Buggy! When you get a chance, you must go see the picture of baby Meemo on his blog. ;-)

(If you don't know where it is, there's a link on my blog.)

8:17 PM  
Blogger Silvergirl said...

I feel for you about the Jesus freak. I have a friend who is a PITA - needy and critical of me. I had a talk with DH about her and he told me to limit my association with her. I took steps to spend less time with her, but I will see her at church. That's enough for me. Oh, and she was widowed this past year, also. I do have empathy for her, but I don't need someone who is toxic in my life to make me feel worse, and neither do you, Bug!

I don't know how you could deal with her, but you are a nice person, so how could anyone not like you?

I'd say, pray or meditate about which job to quit. You know you can't trade money for time with Katie. It's just not worth it. Before you know it, you will be an empty nester (I'm not looking forward to it, either).
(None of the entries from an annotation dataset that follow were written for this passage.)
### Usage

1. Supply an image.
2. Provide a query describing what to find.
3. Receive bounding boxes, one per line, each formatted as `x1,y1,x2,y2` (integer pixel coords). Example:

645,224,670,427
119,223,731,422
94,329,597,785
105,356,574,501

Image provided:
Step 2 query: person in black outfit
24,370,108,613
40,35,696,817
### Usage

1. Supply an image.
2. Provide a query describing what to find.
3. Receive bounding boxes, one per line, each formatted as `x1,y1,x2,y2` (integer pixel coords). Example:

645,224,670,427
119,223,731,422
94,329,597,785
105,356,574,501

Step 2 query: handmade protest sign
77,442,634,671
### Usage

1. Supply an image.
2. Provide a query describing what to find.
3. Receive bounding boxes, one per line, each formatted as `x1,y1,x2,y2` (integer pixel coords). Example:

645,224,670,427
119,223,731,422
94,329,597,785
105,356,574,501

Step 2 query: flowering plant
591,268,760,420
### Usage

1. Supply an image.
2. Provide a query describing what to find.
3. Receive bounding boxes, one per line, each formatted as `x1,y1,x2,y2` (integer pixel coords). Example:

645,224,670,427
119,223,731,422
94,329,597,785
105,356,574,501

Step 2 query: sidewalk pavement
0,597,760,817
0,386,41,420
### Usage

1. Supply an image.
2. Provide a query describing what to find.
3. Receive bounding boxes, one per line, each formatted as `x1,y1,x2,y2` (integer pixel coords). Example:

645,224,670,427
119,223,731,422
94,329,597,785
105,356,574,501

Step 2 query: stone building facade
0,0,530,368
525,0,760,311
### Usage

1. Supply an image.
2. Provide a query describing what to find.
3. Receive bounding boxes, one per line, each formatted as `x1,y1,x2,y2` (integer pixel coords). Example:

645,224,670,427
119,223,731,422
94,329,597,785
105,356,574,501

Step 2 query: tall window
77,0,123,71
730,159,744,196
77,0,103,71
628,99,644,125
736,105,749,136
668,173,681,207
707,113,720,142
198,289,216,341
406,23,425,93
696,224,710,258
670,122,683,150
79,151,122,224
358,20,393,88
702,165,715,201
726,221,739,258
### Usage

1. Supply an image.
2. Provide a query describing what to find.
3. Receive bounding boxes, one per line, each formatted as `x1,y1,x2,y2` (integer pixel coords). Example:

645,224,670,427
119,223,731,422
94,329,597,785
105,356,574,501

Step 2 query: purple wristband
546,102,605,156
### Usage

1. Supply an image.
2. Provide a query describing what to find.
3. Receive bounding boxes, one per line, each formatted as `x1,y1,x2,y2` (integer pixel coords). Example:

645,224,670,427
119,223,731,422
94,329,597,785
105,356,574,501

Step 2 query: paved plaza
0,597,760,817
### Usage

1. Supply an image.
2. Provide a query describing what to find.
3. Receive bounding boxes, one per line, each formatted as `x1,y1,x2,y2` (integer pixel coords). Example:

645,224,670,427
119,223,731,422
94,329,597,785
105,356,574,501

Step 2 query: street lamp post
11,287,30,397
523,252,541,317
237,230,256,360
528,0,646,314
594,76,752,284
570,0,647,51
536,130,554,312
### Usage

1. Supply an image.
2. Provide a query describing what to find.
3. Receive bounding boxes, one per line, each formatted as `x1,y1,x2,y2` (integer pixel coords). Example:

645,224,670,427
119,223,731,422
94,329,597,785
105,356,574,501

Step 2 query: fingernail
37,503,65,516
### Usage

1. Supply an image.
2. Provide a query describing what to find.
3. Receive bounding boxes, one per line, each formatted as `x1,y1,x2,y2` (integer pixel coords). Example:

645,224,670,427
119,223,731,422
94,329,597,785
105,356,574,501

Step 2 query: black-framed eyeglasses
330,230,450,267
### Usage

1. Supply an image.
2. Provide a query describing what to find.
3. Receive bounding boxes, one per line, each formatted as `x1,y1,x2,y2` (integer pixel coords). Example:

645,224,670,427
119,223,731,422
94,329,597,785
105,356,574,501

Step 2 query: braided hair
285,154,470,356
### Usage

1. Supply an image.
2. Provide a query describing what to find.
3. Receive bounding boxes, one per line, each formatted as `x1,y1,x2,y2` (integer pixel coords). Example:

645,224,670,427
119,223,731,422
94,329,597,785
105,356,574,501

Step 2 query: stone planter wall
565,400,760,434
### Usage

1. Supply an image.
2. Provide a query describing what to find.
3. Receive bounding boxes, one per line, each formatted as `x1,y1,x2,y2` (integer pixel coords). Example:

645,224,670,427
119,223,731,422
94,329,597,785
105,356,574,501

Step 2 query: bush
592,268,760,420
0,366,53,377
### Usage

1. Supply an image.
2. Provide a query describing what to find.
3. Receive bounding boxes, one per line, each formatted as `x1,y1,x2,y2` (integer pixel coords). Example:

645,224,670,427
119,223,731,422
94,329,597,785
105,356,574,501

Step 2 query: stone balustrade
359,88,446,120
*Hugs* Hope you get some good sleep.

12:55 AM  
Blogger kim (weltek) said...

Busy, busy bug. My suggestions, as someone that has worked multiple jobs MANY times:

1. Look at the one that makes you happiest (retail sounds like it's the one). Talk to them about the possibility of going full time. Or maybe you've already done this. A few more hours at this job may make up for the hourly difference.

2. Set an end date for the retail job. Can you stick it out through the new year? They'd love that. If not (you might need Katie time around the holidays), they are used to hearing I QUIT a lot. Sad, but true.

12:25 PM  
Blogger kim (weltek) said...

Two things I forgot:

Adding the "Or" between suggestion 1 & 2 and *smooches* to the bug.